Experimental Realization of Three-dimensional Topological Insulator in Ternary Chalcogenides

Three-dimensional topological insulators (TIs) featured with spin-helical massless surface state have attracted a great attention. Up to now, the experimentally confirmed topological insulators are limited to some binary compounds, such as Bi$_{2}$Te$_{3}$, Bi$_{2}$Se$_{3}$ and so on. Recently, several ternary chalcogenides have been proposed as a new family of TI. In contrast to the layered binary chalcogenides, in ternary chalcogenides with a more substantial three dimensional character, the surface state depends on the topmost layer because the broken bonds at the surface may give rise also to trivial surface state. Therefore, the experimental realization of non-trivial surface state in TI has been strongly required. In this work, we have performed an angle resolved photoemission spectroscopy by using synchrotron radiation to prove the surface state in the ternary compounds.
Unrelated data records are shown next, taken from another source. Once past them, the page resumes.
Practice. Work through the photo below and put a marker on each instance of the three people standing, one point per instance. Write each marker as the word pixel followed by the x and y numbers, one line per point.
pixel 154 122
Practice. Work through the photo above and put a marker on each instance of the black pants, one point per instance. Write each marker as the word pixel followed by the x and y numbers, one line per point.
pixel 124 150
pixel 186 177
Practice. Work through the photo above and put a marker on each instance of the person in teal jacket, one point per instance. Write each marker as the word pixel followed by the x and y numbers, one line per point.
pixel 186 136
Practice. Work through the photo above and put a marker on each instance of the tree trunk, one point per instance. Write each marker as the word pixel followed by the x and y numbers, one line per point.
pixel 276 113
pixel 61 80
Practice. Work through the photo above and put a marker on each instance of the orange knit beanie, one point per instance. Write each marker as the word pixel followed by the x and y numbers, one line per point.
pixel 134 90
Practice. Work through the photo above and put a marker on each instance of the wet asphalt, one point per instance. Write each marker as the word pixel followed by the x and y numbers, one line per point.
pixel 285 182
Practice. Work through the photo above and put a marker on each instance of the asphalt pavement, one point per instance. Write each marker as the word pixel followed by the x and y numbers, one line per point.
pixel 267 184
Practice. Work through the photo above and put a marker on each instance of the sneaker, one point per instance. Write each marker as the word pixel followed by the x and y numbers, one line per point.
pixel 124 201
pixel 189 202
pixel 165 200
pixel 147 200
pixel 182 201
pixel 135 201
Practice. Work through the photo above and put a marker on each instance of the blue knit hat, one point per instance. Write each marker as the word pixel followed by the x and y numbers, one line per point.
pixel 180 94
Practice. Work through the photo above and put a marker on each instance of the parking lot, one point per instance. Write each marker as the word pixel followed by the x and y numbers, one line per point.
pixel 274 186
Especially, for one of the candidate materials, TlBiSe$_{2}$, two important aspects have been revealed: (i) The Dirac cone is more ideal than that of Bi$_{2}$Se$_{3}$. (ii) There are no bulk continuum states that energetically overlap with the Dirac point. This means that the scattering channel from the topological surface state to the bulk continuum is strongly suppressed in TlBiSe$_{2}$.